One year after the bombing, full details of the Jewell fiasco are only now emerging.
Atlanta FBI agents, according to the Justice Department report that was released Monday, devised a ruse to persuade Jewell to allow them to tape their interview with him: They told him they planned to use the footage in a training video.
But while the interview was in progress, FBI Director Louis Freeh, unaware of the ruse, called from Washington and ordered the agents to read Jewell his Miranda rights. When they did, Jewell immediately became suspicious, and the ploy fell apart.
The report blamed the FBI for a “major error in judgment.” But Jewell and the lawyers who appeared with him blasted the report as too soft on the FBI.
Michael Shaheen, who heads the Justice Department’s Office of Professional Responsibility, staunchly defended the report. “We did an honest job,” Shaheen said.
University of Chicago law professor Albert Alschuler added spice to the hearing by testifying that the search warrant approved for Jewell’s home should never have been issued. Sarcastic and derisive, Alschuler argued that the “probable cause” required to issue a warrant was absent.
An affidavit, sworn out by FBI Agent Diader Rosario and obtained by the Chicago Tribune, justifies the warrant in part by enumerating suspicious-sounding elements of Jewell’s background that, taken together, implied he was an unreliable, weird loner.
The affidavit, for example, cites allegations that Jewell was fired as a sheriff’s deputy after wrecking several police cars in high-speed chases. It also quotes a Jewell acquaintance as saying that he was “totally engrossed in his job. He ate, slept and breathed it. He didn’t have a girlfriend, just the job.”
Using such a subjective portrait to obtain a warrant is dangerous, Alschuler warned, adding that nothing in the document actually tied Jewell to the bomb.

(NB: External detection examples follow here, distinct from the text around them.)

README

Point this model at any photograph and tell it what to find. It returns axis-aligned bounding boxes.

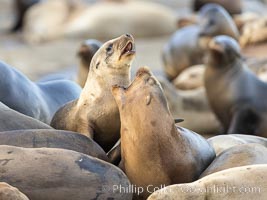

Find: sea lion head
[77,39,102,69]
[199,4,239,46]
[206,36,242,68]
[112,67,169,119]
[89,34,135,76]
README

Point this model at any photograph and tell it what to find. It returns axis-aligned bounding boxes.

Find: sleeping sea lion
[192,0,242,15]
[38,39,102,88]
[200,144,267,177]
[0,61,81,124]
[51,34,135,151]
[163,4,239,80]
[0,129,109,161]
[0,182,29,200]
[148,164,267,200]
[0,145,132,200]
[112,68,215,199]
[0,102,52,132]
[204,36,267,137]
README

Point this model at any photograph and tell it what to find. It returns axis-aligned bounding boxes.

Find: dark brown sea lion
[163,4,239,80]
[112,68,215,199]
[0,182,29,200]
[208,134,267,155]
[0,61,81,124]
[0,129,108,161]
[51,34,135,151]
[0,145,132,200]
[204,36,267,137]
[11,0,40,32]
[76,39,103,88]
[200,144,267,177]
[0,102,52,132]
[148,164,267,200]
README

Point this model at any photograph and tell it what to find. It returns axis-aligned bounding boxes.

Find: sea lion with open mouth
[51,34,135,151]
[112,68,215,199]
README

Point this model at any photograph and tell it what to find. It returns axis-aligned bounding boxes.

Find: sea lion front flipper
[227,107,260,134]
[107,140,121,166]
[174,119,184,124]
[77,124,94,139]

“The FBI affidavit almost entirely consisted of hearsay, hearsay-on-hearsay, rumor, opinion, innuendo, and amateur psychology,” Alschuler said. “If this affidavit warranted the search of Jewell’s apartment, anyone at the scene of a bombing who has struck some former associates as unstable, who once lost a job, and who received explosives training … can expect an FBI knock at the door.”
Among the most incendiary topics at Wednesday’s hearing was the leak that transformed Jewell into a nationwide villain. One radio host even called for his execution.

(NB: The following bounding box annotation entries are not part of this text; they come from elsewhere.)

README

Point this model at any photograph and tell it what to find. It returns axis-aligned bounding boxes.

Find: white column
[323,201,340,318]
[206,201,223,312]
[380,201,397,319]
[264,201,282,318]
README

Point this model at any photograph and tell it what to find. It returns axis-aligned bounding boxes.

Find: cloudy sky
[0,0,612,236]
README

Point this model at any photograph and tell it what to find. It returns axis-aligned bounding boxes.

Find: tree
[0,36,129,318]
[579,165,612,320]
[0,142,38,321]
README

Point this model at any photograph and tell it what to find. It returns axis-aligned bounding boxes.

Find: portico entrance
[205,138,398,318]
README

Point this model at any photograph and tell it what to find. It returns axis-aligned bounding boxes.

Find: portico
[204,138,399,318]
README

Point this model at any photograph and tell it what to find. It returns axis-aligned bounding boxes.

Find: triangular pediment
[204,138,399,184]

“Without the leak, Mr. Jewell’s reputation would not have been besmirched,” said Rep. Charles Schumer, D-N.Y. “The dirty little secret is that large parts of the FBI and the U.S. attorney’s offices leak like a sieve.”

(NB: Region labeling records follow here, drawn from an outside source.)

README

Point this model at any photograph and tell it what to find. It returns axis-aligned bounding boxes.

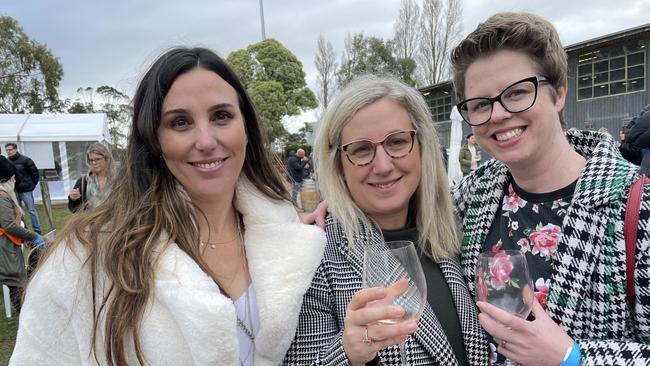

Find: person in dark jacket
[0,150,16,181]
[68,142,115,212]
[287,149,307,204]
[618,104,650,175]
[0,171,44,311]
[5,143,41,234]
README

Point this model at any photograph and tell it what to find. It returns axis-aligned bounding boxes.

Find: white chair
[2,285,11,318]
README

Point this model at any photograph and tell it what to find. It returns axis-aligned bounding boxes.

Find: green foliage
[0,16,63,113]
[227,38,318,141]
[63,85,133,149]
[336,33,416,88]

Jewell’s attorney G. Watson Bryant Jr., who accompanied him Wednesday, also became angry on the subject.
“What in the world would have happened if some fool, believing what he read in the paper, came up and killed this man or killed his mother?” Bryant asked.
“People that knew him would be damn mad that these people got murdered because some people in the FBI and the U.S. attorney’s office can’t keep their damn mouth shut,” he said.
FBI representatives at the hearing did not directly respond to the attacks. They reiterated the bureau’s position that while the FBI made serious mistakes, the agents were well-intentioned.
Jewell, meanwhile, continued to portray himself as a heroic crusader for civil liberties.
“I believe my actions on the night of the Centennial Olympic Park bombing made a difference in the lives of many people and their families,” Jewell said. “I believe my efforts in seeking accountability from the media and the FBI can make a difference in the lives of many more.”